Guglielmo era addetto all'approvvigionamento dei viveri per il monastero, ma il reperimento del vitto lo esponeva agli attacchi di briganti, che spesso lo assalivano per rapinarlo dei viveri. Guglielmo rammaricato per queste vili aggressioni cercava conforto nel suo priore. Questi, un giorno provò ad incoraggiarlo dicendogli: La prossima volta che incontrerai i ladri, impugna una gamba della mula e mettili in fuga!. Così recandosi fuori dal convento per una nuova missione, si imbatté in una banda di assalitori ai quali stavolta si oppose alzando minacciosamente una zampa staccata dalla sua mula sgominando così, gli atterriti briganti. Guglielmo provvide a risistemare il carico di viveri sul dorso della mula e a riattaccare la zampa che nella fretta fu posta al rovescio. Al suo ritorno, il priore notò che l'animale zoppicava vistosamente così chiese spiegazioni a Guglielmo il quale dopo averlo informato sull’accaduto, fu invitato a ricompiere il prodigio per non far soffrire il povero equino. Tra lo stupore dei monaci presenti, egli ripeté il miracolo staccando e riattaccando la zampa alla mula senza che ella perdesse del sangue ed emettesse nessuna smorfia di dolore.

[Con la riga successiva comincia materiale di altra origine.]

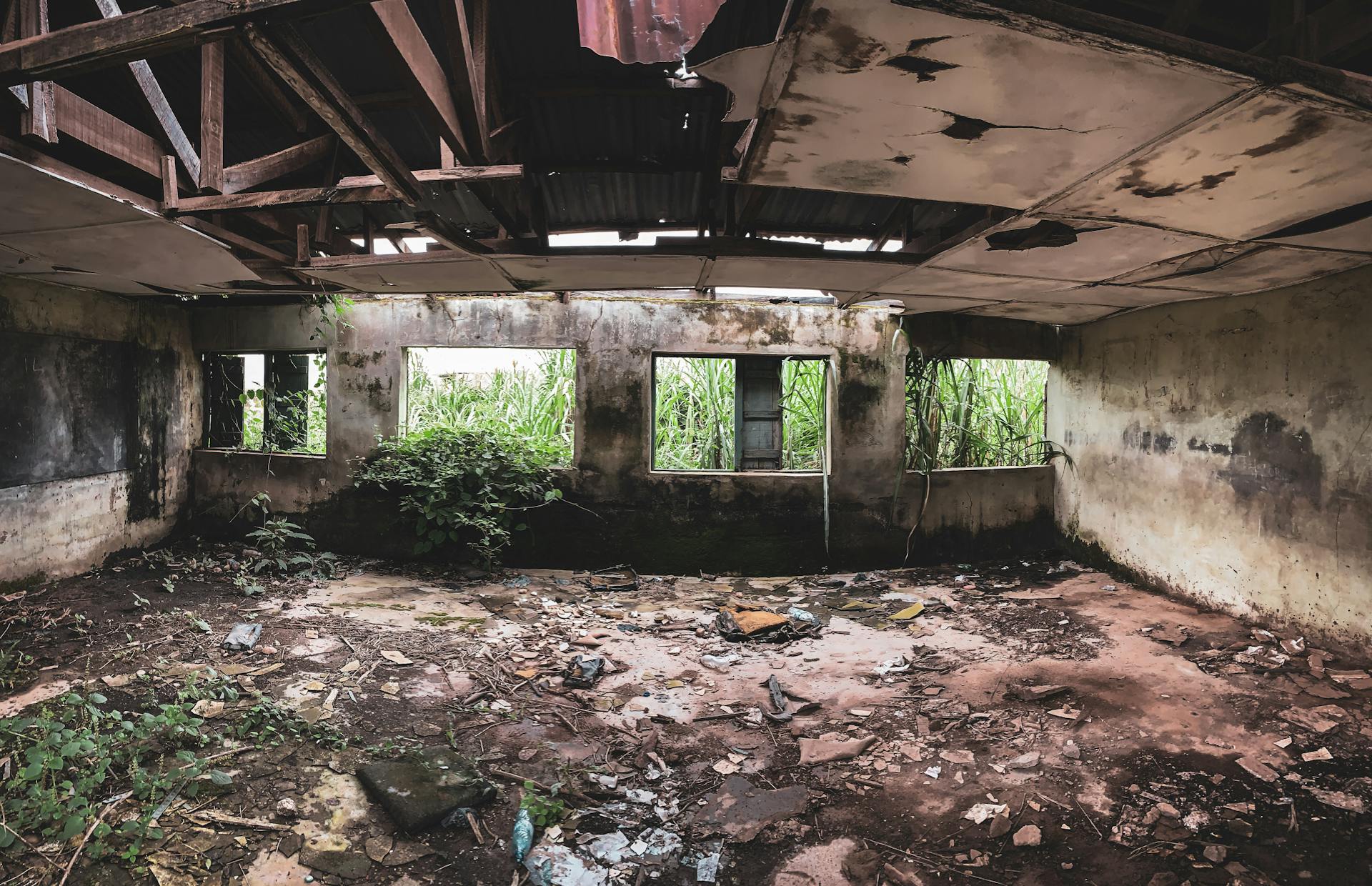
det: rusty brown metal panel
[576,0,725,64]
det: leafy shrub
[354,427,561,564]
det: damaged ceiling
[0,0,1372,324]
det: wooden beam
[180,218,291,264]
[52,85,162,179]
[372,0,472,163]
[17,0,58,144]
[94,0,200,181]
[1251,0,1372,61]
[199,43,224,191]
[243,25,428,206]
[437,0,491,162]
[0,0,376,86]
[219,134,337,194]
[337,163,524,188]
[169,161,524,213]
[162,154,181,213]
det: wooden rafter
[0,0,376,86]
[1253,0,1372,61]
[17,0,58,144]
[96,0,200,181]
[372,0,472,164]
[199,43,224,191]
[161,166,524,213]
[437,0,491,162]
[243,25,427,206]
[52,85,162,179]
[219,133,337,194]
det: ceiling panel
[930,216,1220,282]
[1048,89,1372,240]
[720,0,1250,209]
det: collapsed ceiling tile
[693,252,901,291]
[930,218,1218,282]
[880,264,1077,302]
[1048,89,1372,240]
[965,302,1121,327]
[1262,200,1372,252]
[1111,244,1372,295]
[576,0,725,64]
[744,0,1248,209]
[303,252,514,295]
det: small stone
[364,835,395,864]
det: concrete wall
[194,295,1053,572]
[1048,270,1372,650]
[0,277,200,580]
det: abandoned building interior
[0,0,1372,886]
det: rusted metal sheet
[576,0,725,64]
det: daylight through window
[653,357,826,470]
[404,347,576,467]
[202,351,328,455]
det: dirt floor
[0,546,1372,886]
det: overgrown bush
[354,427,561,564]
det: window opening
[202,351,328,455]
[404,347,576,467]
[905,349,1062,470]
[653,357,826,470]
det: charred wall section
[1048,263,1372,650]
[194,295,1054,573]
[0,277,199,580]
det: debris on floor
[0,543,1372,886]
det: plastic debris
[224,622,262,652]
[562,656,605,689]
[510,810,534,861]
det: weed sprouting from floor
[905,349,1066,470]
[354,427,562,564]
[404,349,576,465]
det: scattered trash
[510,808,534,861]
[562,656,605,689]
[224,622,262,652]
[890,604,925,622]
[798,732,877,765]
[715,601,820,643]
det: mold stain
[1115,161,1239,200]
[1243,109,1329,158]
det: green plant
[519,782,568,827]
[653,357,734,470]
[354,427,561,564]
[905,349,1068,472]
[0,692,228,860]
[404,349,576,465]
[242,492,337,579]
[0,640,33,692]
[229,697,347,750]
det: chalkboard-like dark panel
[0,332,136,487]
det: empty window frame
[905,351,1060,470]
[404,347,576,468]
[202,351,328,455]
[653,355,827,470]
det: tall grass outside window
[653,357,826,470]
[404,347,576,467]
[905,351,1062,472]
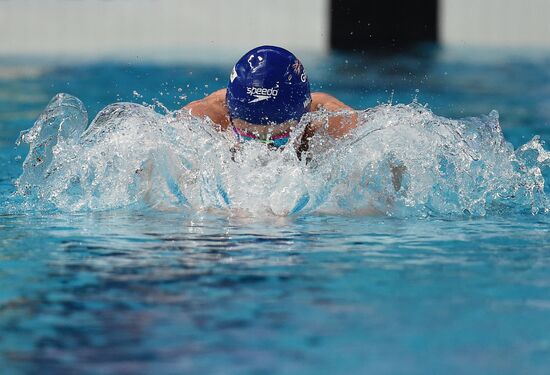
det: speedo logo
[246,87,279,103]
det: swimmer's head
[226,46,311,125]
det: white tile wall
[439,0,550,49]
[0,0,329,56]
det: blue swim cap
[225,46,311,125]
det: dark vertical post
[330,0,438,52]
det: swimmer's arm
[310,92,358,138]
[183,89,230,131]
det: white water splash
[17,94,550,216]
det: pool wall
[0,0,550,59]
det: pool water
[0,49,550,374]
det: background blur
[0,0,550,150]
[0,0,550,59]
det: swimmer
[184,46,358,157]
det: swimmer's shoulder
[183,89,230,131]
[310,92,353,112]
[306,92,358,138]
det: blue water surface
[0,49,550,374]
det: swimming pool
[0,49,550,374]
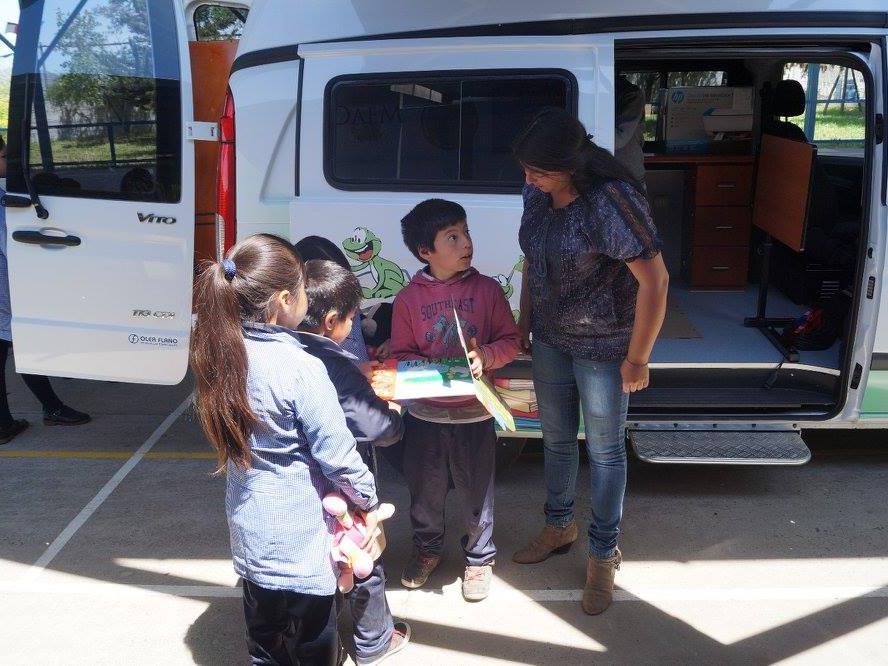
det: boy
[299,260,410,666]
[391,199,521,601]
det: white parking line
[25,394,192,581]
[0,581,888,604]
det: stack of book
[493,378,540,430]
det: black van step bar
[629,430,811,465]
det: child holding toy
[299,260,410,666]
[191,234,378,666]
[391,199,521,601]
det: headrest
[771,80,805,116]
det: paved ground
[0,373,888,666]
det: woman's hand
[376,340,392,361]
[469,338,484,379]
[620,358,650,393]
[359,508,379,549]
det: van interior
[615,43,869,419]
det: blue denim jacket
[225,324,378,595]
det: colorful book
[373,358,475,402]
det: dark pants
[347,444,395,663]
[243,580,339,666]
[404,414,496,566]
[0,340,62,427]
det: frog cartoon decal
[495,257,524,321]
[342,227,410,298]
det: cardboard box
[661,86,755,149]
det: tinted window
[325,73,573,189]
[8,0,182,201]
[783,63,866,148]
[194,5,247,42]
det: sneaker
[0,419,28,444]
[463,562,493,601]
[43,405,92,425]
[401,551,441,590]
[357,622,410,666]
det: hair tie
[222,259,237,282]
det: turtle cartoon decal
[495,257,524,321]
[342,227,410,298]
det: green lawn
[31,135,156,163]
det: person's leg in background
[0,340,28,444]
[574,359,629,615]
[20,366,92,425]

Volle vivere come semplice fratello laico, distinguendosi per pietà, angelica semplicità e pronta obbedienza. La sua tomba fu ben presto circondata di grande venerazione e così numerosi furono i devoti e gli ammalati che vi si recavano che la certosa si arricchì, già in quell'antico tempo, di molte donazioni fatte in suo nome a titolo di riconoscenza; Da Pio IX ne fu approvato il culto come beato con decreto del 29 marzo 1860 e la sua festa venne fissata al 19 dicembre. Gli annalisti dell'Ordine pongono la sua morte tra il 1200 e il 1205.
MARTIROLOGIO ROMANO. Nella Certosa di Casotto in Piemonte, beato Guglielmo da Fenoglio, religioso, che aveva condotto in precedenza vita eremitica.